Demonstration is made of the continued validity of the single processor approach and of the weaknesses of the multiple processor approach in terms of application to real problems and their attendant irregularities.
We've now reached the point that the "continued validity of the single processor approach" has been pretty solidly demonstrated to be false.
Which means that if there's any real hope for large increases in performance, it has to come form parallelism. We have mechanisms for some EP problems now (GPGPUs, vectors), and for EP-ish problems with limited communication between threads (standard multiple processors, to clusters, for code requiring really limited communication).
But if you're fortunate enough to have an EP problem, a few tens of percent difference in single core performance mostly doesn't matter anyway.
Of course we've been failing, pretty miserably (outside some limited areas), to generally use parallelism for better than four decades now. For the data-parallel approaches (vectors, etc.), it's even worse.
One of the biggest problems with multi-threaded code is the very high overhead of IPC. It make it largely impossible to split off small units of work. It make it really hard to split off medium sized units of work. And if all you can actually split off is large units of work, we're back to handling only EP problems, except for thing where we can justify heroics.
Fundamentally there's literally no room in any of that for the OS. Similar to how software TLB fills are a really bad idea, CPUs need to handle scheduling, intercontext calls, synchronization objects, interrupts and the like, *without* the OS getting involved (the OS would obviously be involved in setup). Thus CPUs need to hold multiple contexts (think a "TLB" for contexts), and be able to switch between them rapidly (IOW, SMT). A signal or message to a blocked thread whose context is held by the current core should dispatch in a couple of cycles; across the system, in about the time a cache coherency event needs to traverse the network). At the very small level, something like microthreads, with dispatch and synchronization times on the order of a cycle. It should be reasonable to throw a fork-microthread/wait-microthread around a dozen instructions).
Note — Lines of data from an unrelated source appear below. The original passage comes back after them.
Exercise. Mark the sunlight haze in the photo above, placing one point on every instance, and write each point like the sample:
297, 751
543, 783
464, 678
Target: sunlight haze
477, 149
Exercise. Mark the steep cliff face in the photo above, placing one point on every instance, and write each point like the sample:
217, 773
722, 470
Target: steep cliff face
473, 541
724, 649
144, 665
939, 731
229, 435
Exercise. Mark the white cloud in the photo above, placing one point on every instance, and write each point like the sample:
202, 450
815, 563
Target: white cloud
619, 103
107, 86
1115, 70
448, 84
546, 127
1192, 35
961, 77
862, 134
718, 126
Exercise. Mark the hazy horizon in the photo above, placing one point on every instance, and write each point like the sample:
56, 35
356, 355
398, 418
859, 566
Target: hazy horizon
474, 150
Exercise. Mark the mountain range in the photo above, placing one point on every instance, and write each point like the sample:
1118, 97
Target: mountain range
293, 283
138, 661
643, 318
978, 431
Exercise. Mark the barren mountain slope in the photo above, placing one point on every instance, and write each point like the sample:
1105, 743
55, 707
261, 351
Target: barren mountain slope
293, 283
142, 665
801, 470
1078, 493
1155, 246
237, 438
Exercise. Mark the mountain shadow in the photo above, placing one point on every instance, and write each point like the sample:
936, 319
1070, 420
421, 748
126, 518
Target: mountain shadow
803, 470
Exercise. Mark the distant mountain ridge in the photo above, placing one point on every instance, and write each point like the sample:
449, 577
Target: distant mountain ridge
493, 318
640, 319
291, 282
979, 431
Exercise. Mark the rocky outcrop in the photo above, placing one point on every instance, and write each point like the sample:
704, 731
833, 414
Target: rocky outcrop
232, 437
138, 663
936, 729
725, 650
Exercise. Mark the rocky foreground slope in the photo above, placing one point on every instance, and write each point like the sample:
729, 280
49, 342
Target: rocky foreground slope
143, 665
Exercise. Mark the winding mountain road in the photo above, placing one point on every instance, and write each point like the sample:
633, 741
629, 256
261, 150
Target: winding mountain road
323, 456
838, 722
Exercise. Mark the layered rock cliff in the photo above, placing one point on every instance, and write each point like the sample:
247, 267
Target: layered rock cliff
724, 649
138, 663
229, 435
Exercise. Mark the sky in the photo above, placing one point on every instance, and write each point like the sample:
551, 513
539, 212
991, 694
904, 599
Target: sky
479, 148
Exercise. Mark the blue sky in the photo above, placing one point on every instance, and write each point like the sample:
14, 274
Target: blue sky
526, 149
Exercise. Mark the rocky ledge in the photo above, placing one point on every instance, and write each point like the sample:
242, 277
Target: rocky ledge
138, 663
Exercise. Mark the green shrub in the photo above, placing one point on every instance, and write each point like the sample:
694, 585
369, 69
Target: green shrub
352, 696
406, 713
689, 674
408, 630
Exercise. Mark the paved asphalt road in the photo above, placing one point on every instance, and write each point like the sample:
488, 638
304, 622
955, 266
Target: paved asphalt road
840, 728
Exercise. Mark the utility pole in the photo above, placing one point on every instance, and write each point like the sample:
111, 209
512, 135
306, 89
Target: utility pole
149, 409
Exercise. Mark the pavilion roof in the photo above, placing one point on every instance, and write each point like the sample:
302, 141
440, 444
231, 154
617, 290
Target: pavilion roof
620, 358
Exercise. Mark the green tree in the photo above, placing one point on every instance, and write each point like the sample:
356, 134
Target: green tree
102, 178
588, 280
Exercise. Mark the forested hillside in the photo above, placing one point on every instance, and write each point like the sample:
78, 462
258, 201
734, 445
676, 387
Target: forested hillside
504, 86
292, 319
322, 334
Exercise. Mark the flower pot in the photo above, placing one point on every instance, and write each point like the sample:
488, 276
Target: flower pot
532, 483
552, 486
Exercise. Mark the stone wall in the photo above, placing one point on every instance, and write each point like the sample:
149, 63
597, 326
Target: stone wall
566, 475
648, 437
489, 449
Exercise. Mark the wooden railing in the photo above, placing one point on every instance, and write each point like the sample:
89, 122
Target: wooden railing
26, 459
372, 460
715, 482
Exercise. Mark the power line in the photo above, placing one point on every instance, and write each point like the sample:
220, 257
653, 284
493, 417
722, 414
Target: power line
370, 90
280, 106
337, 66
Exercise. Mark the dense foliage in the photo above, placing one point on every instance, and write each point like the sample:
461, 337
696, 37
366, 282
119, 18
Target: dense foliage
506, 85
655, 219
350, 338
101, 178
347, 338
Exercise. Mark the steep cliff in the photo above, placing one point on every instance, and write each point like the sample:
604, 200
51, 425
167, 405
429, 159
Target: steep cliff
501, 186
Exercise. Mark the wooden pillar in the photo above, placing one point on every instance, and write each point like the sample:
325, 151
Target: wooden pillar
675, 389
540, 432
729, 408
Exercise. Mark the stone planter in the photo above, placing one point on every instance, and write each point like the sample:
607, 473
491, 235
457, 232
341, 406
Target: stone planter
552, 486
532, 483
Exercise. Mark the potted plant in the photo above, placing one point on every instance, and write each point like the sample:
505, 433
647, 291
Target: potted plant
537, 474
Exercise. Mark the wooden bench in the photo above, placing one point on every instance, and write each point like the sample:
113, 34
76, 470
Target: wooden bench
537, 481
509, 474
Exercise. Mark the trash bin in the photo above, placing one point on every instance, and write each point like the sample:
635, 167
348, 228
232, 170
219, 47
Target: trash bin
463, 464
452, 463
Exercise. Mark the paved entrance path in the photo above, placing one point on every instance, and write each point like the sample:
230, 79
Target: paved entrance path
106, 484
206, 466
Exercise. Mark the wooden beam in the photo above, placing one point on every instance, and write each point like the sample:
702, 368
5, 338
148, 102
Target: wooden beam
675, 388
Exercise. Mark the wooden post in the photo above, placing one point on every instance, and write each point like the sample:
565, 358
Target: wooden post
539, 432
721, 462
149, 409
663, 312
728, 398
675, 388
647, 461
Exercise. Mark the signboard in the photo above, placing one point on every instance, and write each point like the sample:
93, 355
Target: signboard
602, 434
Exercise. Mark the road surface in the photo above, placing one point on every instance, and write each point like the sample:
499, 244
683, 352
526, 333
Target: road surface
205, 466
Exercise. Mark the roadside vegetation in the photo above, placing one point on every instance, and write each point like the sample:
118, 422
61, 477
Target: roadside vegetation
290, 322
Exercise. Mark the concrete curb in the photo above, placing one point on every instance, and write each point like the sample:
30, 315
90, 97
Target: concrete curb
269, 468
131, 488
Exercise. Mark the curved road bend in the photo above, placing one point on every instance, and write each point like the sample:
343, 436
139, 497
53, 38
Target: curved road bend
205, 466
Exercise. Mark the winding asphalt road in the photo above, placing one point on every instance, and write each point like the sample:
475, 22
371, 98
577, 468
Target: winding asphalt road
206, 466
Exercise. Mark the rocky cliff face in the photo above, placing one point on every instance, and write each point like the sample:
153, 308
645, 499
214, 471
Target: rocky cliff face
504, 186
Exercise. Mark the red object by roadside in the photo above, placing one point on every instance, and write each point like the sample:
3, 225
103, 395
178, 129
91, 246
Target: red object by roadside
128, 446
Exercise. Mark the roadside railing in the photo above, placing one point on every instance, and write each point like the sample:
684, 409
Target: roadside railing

Many sorts of I/O need to be possible at the user level, which means something like IOMMUs, smart enough that the OS can set it up for a process, and then avoid getting involved in the actual I/Os (interrupt/signal delivery from the I/O device shouldn't involve the OS either). That doesn't preclude devices that aren't capable of working in that environment, but handling that would be no worse than what we have now.
On the other hand it's not clear that this doesn't fall right back into the "magic compiler" trap, but parallelism is the only thing that might save us.